Scoobee Day Garments operates within the garments and apparels sector, a space characterised by intense competition and evolving consumer preferences. The company’s microcap status further adds to the risk profile, as smaller companies often face liquidity constraints and greater volatility.

In comparison to sector peers, Scoobee Day Garments’ financial and technical metrics lag behind, reinforcing the rationale for the Strong Sell rating. Investors looking for exposure to this sector may find more stable and better-valued opportunities elsewhere.

Summary of Key Metrics as of 09 February 2026

- Mojo Score: 23.0 (Strong Sell grade)
- Debt-Equity Ratio: 14.92 times (high leverage)
- ROCE: 3.2% (low capital efficiency)
- Operating Cash Flow (Yearly): ₹-4.19 crores
- Profit Before Tax (Quarterly): ₹-3.24 crores
- Net Profit After Tax (Quarterly): ₹-2.31 crores
- 1-Year Stock Return: -36.35%
- PEG Ratio: 9.6 (expensive relative to growth)

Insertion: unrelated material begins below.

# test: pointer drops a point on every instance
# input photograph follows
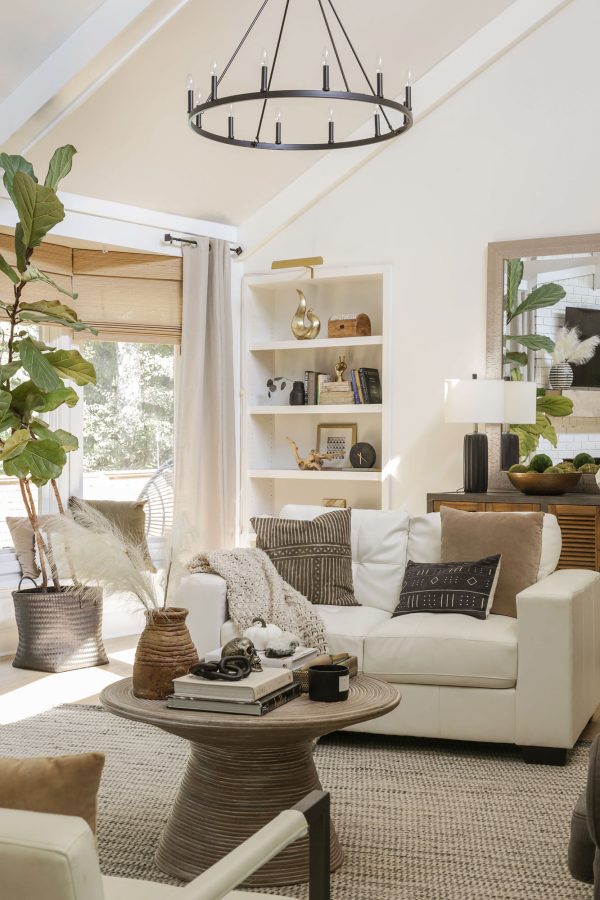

These figures collectively underpin the current Strong Sell rating and highlight the challenges facing Scoobee Day Garments India Ltd.

Conclusion

In conclusion, Scoobee Day Garments India Ltd’s Strong Sell rating reflects a comprehensive assessment of its current financial health, valuation, and market performance as of 09 February 2026. The company’s high debt levels, flat financial trends, expensive valuation, and bearish technical indicators suggest that investors should approach this stock with caution. While short-term price movements have shown some positive spikes, the overall outlook remains unfavourable.

Investors are advised to monitor the company’s financial developments closely and consider alternative investments with stronger fundamentals and more attractive valuations within the garments and apparels sector or broader market.